In the present document, references may be made to obtaining, acquiring, receiving, or inputting analog or digital data into a subsystem, computer system, or computer-implemented machine. In at least one embodiment, the process of obtaining, acquiring, receiving, or inputting analog and digital data can be accomplished in a variety of ways such as by receiving data as a parameter of a function call or a call to an application programming interface. In at least one embodiment, processes of obtaining, acquiring, receiving, or inputting analog or digital data can be accomplished by transferring data via a serial or parallel interface. In at least one embodiment, processes of obtaining, acquiring, receiving, or inputting analog or digital data can be accomplished by transferring data via a computer network from providing entity to acquiring entity. In at least one embodiment, references may also be made to providing, outputting, transmitting, sending, or presenting analog or digital data. In various examples, processes of providing, outputting, transmitting, sending, or presenting analog or digital data can be accomplished by transferring data as an input or output parameter of a function call, a parameter of an application programming interface or inter-process communication mechanism.

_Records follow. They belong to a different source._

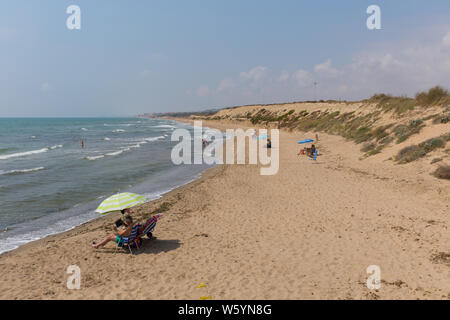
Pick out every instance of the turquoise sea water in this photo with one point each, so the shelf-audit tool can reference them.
(49, 183)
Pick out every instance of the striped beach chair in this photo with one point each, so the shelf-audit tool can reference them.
(132, 240)
(315, 156)
(150, 225)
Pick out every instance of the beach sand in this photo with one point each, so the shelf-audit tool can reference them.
(308, 232)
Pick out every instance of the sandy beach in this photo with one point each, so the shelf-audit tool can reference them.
(308, 232)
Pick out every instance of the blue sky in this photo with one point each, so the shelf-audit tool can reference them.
(132, 57)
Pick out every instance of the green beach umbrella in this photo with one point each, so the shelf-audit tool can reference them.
(120, 201)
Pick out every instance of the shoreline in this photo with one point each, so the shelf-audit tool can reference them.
(56, 234)
(329, 220)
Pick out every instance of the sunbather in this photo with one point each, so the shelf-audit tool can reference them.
(117, 235)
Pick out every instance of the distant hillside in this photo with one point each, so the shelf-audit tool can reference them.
(396, 128)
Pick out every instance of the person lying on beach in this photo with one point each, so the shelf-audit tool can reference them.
(117, 235)
(310, 151)
(302, 151)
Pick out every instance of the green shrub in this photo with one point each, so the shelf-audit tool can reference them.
(403, 132)
(415, 152)
(434, 96)
(442, 172)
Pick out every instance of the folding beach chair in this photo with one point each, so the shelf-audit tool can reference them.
(314, 157)
(133, 239)
(150, 225)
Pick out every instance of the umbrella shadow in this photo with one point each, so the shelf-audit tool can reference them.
(156, 245)
(149, 246)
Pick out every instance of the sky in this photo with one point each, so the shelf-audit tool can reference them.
(144, 56)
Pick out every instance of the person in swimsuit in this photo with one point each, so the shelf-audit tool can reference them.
(117, 235)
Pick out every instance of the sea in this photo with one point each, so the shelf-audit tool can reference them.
(54, 172)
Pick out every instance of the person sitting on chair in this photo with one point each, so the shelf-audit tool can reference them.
(117, 235)
(311, 151)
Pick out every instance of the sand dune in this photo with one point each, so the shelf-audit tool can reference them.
(308, 232)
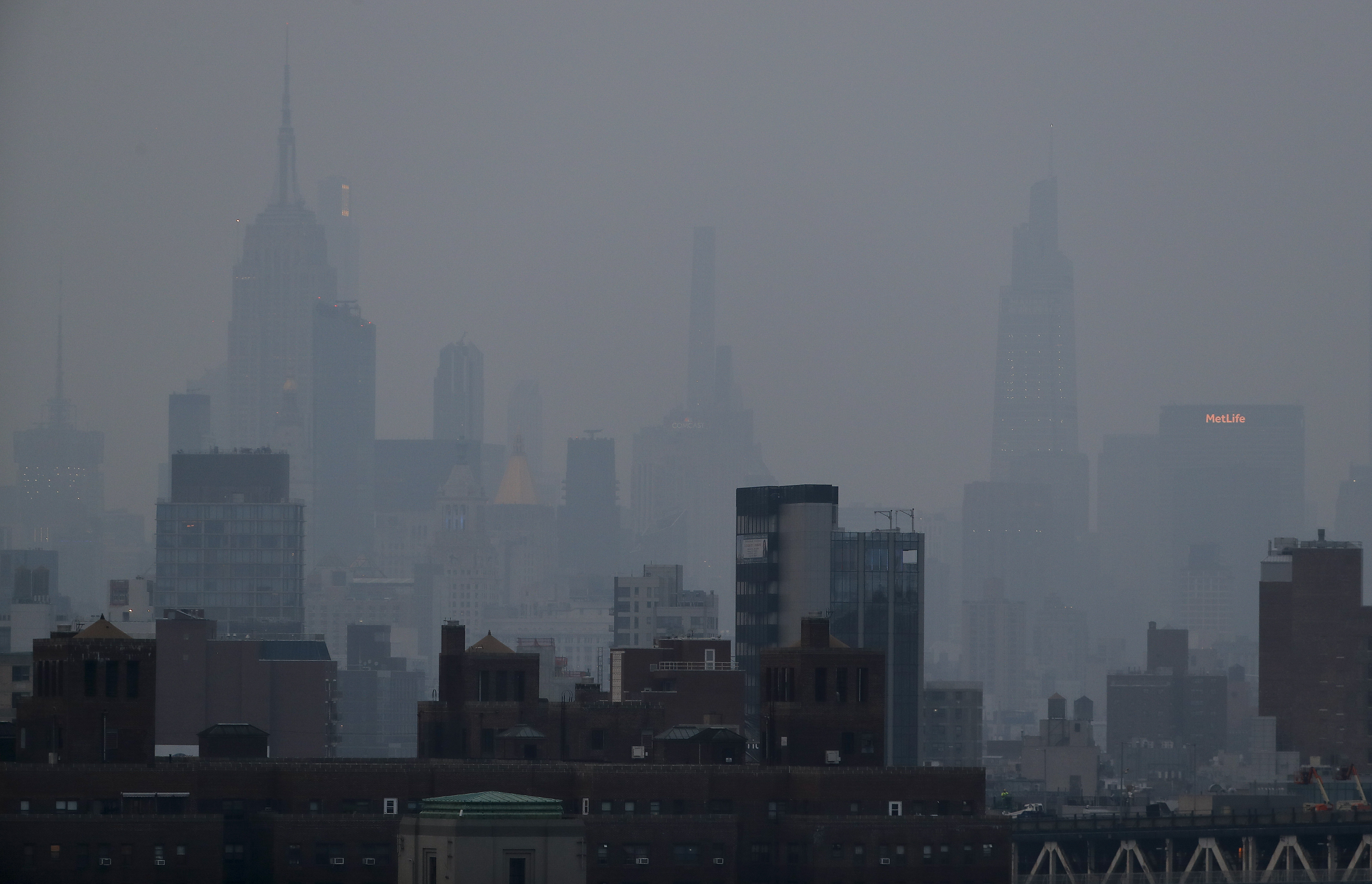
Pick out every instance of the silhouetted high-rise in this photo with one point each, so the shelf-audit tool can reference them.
(345, 431)
(589, 523)
(460, 394)
(285, 273)
(1036, 353)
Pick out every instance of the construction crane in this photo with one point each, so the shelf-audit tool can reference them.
(1304, 778)
(1352, 774)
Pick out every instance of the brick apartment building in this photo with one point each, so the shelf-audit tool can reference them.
(93, 698)
(824, 702)
(296, 822)
(489, 705)
(285, 687)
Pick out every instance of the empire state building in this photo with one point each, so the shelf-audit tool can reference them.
(278, 286)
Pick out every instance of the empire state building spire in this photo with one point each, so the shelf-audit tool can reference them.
(287, 188)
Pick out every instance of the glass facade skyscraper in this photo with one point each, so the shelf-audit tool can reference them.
(231, 543)
(876, 595)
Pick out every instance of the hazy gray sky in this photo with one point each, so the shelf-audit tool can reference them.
(529, 176)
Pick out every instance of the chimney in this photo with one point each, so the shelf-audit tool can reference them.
(451, 687)
(814, 632)
(455, 638)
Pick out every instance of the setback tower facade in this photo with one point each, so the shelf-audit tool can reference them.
(231, 542)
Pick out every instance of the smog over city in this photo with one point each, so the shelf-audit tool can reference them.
(1008, 357)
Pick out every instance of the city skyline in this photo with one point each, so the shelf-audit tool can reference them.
(1208, 327)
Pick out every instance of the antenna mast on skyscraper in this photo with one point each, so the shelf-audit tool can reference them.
(58, 406)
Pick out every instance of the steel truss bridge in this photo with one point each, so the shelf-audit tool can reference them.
(1267, 848)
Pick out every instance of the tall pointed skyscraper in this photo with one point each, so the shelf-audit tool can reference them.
(1036, 350)
(687, 469)
(61, 494)
(700, 358)
(1039, 491)
(283, 276)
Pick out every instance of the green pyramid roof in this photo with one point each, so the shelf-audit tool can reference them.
(493, 806)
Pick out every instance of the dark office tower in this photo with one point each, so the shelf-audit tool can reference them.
(783, 572)
(1132, 535)
(700, 367)
(341, 234)
(1313, 649)
(231, 542)
(1036, 353)
(525, 423)
(345, 432)
(460, 394)
(877, 602)
(283, 275)
(189, 423)
(60, 491)
(589, 521)
(1233, 478)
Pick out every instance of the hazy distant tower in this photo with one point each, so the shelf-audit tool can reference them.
(460, 394)
(60, 492)
(700, 368)
(342, 234)
(525, 421)
(345, 431)
(283, 276)
(1036, 356)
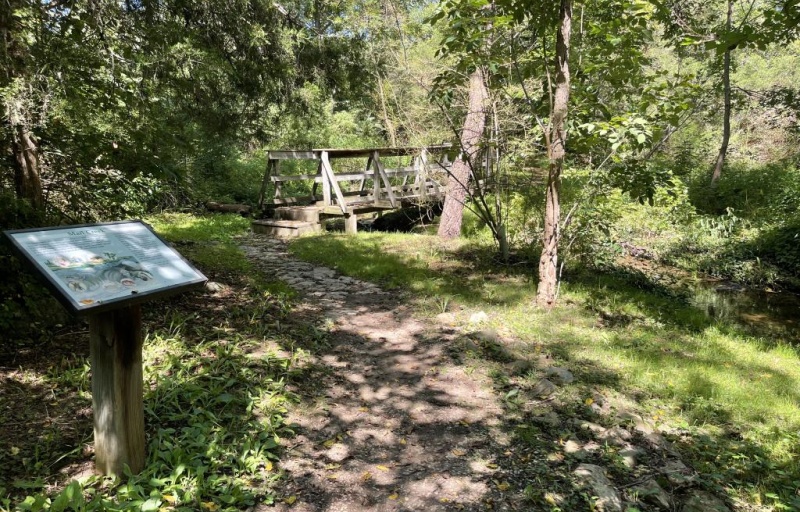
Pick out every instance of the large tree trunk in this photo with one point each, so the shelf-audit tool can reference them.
(548, 263)
(27, 179)
(726, 116)
(453, 213)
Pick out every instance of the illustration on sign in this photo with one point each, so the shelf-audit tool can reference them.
(99, 275)
(96, 264)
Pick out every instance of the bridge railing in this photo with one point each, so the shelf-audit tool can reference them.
(389, 187)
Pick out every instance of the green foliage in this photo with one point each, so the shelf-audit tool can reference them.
(215, 416)
(26, 307)
(630, 336)
(213, 410)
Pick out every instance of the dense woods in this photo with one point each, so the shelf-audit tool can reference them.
(664, 132)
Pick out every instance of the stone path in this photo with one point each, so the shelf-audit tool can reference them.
(400, 426)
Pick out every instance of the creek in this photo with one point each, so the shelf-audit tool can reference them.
(773, 312)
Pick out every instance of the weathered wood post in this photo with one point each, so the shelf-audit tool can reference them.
(116, 353)
(351, 224)
(104, 272)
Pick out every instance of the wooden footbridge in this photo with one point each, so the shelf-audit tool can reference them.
(347, 191)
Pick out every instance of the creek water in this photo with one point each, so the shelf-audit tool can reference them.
(776, 313)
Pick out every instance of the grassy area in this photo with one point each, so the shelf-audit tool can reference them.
(728, 398)
(216, 371)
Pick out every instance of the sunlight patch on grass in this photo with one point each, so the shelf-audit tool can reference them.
(177, 227)
(737, 394)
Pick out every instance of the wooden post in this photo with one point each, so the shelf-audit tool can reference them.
(116, 348)
(326, 184)
(264, 183)
(376, 180)
(351, 224)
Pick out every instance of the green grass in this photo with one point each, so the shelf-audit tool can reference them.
(737, 394)
(216, 371)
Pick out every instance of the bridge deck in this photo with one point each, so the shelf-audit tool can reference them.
(348, 194)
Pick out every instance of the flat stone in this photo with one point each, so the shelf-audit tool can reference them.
(677, 473)
(338, 452)
(652, 494)
(657, 441)
(446, 318)
(630, 456)
(702, 501)
(572, 446)
(594, 478)
(544, 388)
(588, 425)
(559, 375)
(550, 419)
(520, 367)
(478, 317)
(617, 436)
(486, 335)
(215, 287)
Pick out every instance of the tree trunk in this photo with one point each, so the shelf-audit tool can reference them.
(27, 180)
(726, 116)
(548, 263)
(453, 213)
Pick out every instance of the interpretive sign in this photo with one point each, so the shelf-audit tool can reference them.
(98, 267)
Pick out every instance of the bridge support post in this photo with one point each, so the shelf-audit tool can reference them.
(351, 224)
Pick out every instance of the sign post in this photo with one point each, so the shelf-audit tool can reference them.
(105, 271)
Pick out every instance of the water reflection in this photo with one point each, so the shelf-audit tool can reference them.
(776, 312)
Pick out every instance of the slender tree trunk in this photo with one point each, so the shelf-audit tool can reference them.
(726, 115)
(474, 124)
(548, 263)
(27, 180)
(387, 121)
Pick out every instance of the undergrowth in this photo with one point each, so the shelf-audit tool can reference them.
(694, 374)
(216, 369)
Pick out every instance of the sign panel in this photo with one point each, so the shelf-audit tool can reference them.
(96, 267)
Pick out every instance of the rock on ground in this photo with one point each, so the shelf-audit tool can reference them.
(594, 478)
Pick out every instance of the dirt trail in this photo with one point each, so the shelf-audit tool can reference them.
(400, 427)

Although descriptions herein set forth example embodiments of described techniques, other architectures may be used to implement described functionality, and are intended to be within the scope of this disclosure. Furthermore, although specific distributions of responsibilities may be defined above for purposes of description, various functions and responsibilities might be distributed and divided in different ways, depending on circumstances.

Furthermore, although the subject matter has been described in language specific to structural features and/or methodological acts, it is to be understood that subject matter claimed in appended claims is not necessarily limited to specific features or acts described. Rather, specific features and acts are disclosed as exemplary forms of implementing the claims.